List of tagged APIs:
o __get_thread_var(): perfbook's own
o for_each_thread(): perfbook's own
o per_thread(): perfbook's own
o __thread: GCC extension
o atomic_t: Linux kernel
o atomic_cmpxchg() Linux kernel
o pthread_kill() POSIX
Signed-off-by: Akira Yokosawa <akiyks@xxxxxxxxx>
---
count/count.tex | 14 +++++++-------
1 file changed, 7 insertions(+), 7 deletions(-)
diff --git a/count/count.tex b/count/count.tex
index 2870506b..d2b39904 100644
--- a/count/count.tex
+++ b/count/count.tex
@@ -510,7 +510,7 @@ type \co{unsigned long} named, creatively enough, \co{counter}.
\Clnrefrange{inc:b}{inc:e}
show a function that increments the counters, using the
-\co{__get_thread_var()} primitive to locate the currently running
+\apipf{__get_thread_var()} primitive to locate the currently running
thread's element of the \co{counter} array.
Because this element is modified only by the corresponding thread,
non-atomic increment suffices.
@@ -538,8 +538,8 @@ The use of \co{WRITE_ONCE()} prevents this optimization and others besides.
\Clnrefrange{read:b}{read:e}
show a function that reads out the aggregate value of the counter,
-using the \co{for_each_thread()} primitive to iterate over the list of
-currently running threads, and using the \co{per_thread()} primitive
+using the \apipf{for_each_thread()} primitive to iterate over the list of
+currently running threads, and using the \apipf{per_thread()} primitive
to fetch the specified thread's counter.
This code also uses \co{READ_ONCE()} to ensure that the compiler doesn't
optimize these loads into oblivion.
@@ -721,7 +721,7 @@ This is the topic of the next section.
\subsection{Per-Thread-Variable-Based Implementation}
\label{sec:count:Per-Thread-Variable-Based Implementation}
-\GCC\ provides an \co{__thread} storage class that provides
+\GCC\ provides an \apig{__thread} storage class that provides
per-thread storage.
This can be used as shown in
\cref{lst:count:Per-Thread Statistical Counters} (\path{count_end.c})
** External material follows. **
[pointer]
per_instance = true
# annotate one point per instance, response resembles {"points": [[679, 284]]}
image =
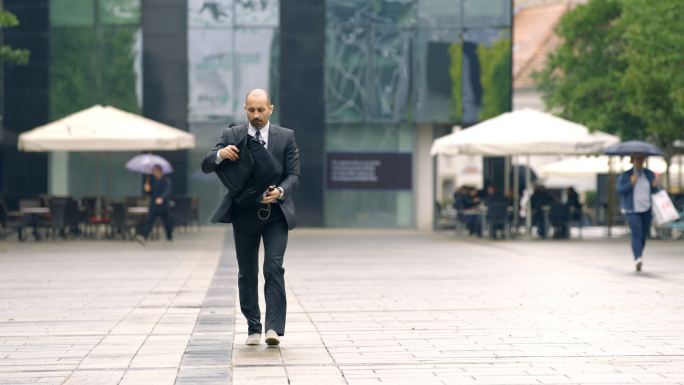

@@ -1914,7 +1914,7 @@ The \co{counter} and \co{countermax} variables in earlier algorithms
are combined into the single variable \co{counterandmax} shown on
\clnref{candmax}, with \co{counter} in the upper half and \co{countermax} in
the lower half.
-This variable is of type \co{atomic_t}, which has an underlying
+This variable is of type \apik{atomic_t}, which has an underlying
representation of \co{int}.
\Clnrefrange{def:b}{def:e} show the definitions for \co{globalcountmax}, \co{globalcount},
@@ -2007,7 +2007,7 @@ shows the \co{add_count()} and \co{sub_count()} functions.
with the remainder of the function being the slowpath.
\Clnrefrange{fast:b}{loop:e} of the fastpath form a compare-and-swap
(CAS) loop, with
-the \co{atomic_cmpxchg()} primitive on
+the \apik{atomic_cmpxchg()} primitive on
\clnrefrange{atmcmpex}{loop:e} performing the
actual CAS\@.
\Clnref{split} splits the current thread's \co{counterandmax} variable into its
@@ -2625,7 +2625,7 @@ left as an exercise for the reader, as is the analysis of
\cref{lst:count:Signal-Theft Limit Counter Initialization Functions}
show \co{count_init()}, which set up \co{flush_local_count_sig()}
as the signal handler for \co{SIGUSR1},
-enabling the \co{pthread_kill()} calls in \co{flush_local_count()}
+enabling the \apipx{pthread_kill()} calls in \co{flush_local_count()}
to invoke \co{flush_local_count_sig()}.
The code for thread registry and unregistry is similar to that of
earlier examples, so its analysis is left as an exercise for the
--
2.17.1